Not all traffic that arrives in Google Analytics is real traffic. Fake traffic through referrer spam falsifies your access figures. In order to get a clean statistic from Google Analytics, it is important to get rid of these uninvited visits as soon as possible. We show which filters can be used to stop spam in Google Analytics!
What is fake traffic through referrer spam?
This is not a real website visit. It is often shown in the Analytics reports as a referrer, e.g. 4webmasters.org, but it can also be shown as a search term, a page or as a direct access.
Inquiries are repeatedly created (possibly with an automatic script) so that this link is displayed in reports and logs for these websites.
How is a referrer passed?
A referrer is a designation that is transferred when a browser switches from one website to another website (using an http header) to indicate where the user is coming from.

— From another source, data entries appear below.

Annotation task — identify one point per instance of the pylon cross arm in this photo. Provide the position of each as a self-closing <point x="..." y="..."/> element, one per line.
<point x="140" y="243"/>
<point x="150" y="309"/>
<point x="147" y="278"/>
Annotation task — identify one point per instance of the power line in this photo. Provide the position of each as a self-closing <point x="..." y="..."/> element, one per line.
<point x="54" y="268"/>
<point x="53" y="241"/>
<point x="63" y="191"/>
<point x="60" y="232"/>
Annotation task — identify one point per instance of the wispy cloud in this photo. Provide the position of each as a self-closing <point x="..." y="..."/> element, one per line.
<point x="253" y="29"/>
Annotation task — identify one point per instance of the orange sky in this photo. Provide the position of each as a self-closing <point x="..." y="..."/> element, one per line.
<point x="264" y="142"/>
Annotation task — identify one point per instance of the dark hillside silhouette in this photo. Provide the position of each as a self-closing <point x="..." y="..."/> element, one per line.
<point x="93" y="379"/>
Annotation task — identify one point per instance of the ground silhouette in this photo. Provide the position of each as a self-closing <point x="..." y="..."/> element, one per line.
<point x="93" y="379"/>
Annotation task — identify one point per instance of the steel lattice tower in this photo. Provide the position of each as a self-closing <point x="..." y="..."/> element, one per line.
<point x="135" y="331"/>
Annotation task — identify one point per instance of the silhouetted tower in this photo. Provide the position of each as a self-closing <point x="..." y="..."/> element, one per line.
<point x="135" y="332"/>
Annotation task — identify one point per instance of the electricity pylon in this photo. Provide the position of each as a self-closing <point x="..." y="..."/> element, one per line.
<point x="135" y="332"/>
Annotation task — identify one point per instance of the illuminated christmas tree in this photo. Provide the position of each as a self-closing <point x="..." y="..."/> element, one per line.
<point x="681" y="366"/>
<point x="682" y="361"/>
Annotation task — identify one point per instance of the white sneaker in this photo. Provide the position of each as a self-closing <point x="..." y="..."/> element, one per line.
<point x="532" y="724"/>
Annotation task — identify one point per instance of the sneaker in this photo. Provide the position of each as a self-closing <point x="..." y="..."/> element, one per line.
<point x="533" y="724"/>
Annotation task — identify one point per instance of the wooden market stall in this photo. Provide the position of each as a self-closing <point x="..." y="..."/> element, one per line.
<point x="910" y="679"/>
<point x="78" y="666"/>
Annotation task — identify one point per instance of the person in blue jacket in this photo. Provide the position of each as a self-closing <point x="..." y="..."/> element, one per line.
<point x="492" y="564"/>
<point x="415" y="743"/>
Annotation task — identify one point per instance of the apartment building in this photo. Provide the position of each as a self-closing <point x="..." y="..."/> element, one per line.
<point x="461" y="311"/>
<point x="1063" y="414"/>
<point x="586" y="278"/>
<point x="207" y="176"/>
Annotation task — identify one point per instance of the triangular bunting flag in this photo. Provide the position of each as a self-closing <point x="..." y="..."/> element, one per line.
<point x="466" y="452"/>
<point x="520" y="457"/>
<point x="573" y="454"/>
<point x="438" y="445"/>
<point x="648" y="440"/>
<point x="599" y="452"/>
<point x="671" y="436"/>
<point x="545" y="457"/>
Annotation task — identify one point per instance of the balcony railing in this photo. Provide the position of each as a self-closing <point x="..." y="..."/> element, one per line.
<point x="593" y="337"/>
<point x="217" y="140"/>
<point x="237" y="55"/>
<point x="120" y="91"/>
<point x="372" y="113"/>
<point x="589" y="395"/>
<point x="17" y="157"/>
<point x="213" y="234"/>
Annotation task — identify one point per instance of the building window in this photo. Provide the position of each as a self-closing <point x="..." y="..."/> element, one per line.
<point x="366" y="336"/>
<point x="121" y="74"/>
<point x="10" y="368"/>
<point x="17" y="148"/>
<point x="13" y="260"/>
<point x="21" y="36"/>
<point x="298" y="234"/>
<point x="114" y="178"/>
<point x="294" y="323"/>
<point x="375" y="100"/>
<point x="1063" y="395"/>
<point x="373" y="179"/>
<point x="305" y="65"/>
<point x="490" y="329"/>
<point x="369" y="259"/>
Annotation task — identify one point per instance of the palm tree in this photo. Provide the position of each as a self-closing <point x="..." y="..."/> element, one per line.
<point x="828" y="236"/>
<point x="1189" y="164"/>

What is the goal of the creator?
The goal of referrer spam is usually to generate traffic. People are naturally curious and want to know what is happening on their website. When looking at the reports, he is made curious and lured to the referral URL. Sometimes to advertise another website, sometimes to redirect the user to an online store or to install malware or Trojans.
These spammers hit thousands of Google Analytics accounts. So you can imagine the total amount of access that is generated with this method.
How is the spam generated?
Spammers usually use 2 methods : ghost spam or crawler spam.
To make this possible, the Measurement Protocol is used, which enables developers to send data directly to the Google Analytics server. All you need is a GA tracking ID, the rest is almost done by itself. Usually the tracking IDs are generated randomly. An automated script is then used to send fake data to the reports.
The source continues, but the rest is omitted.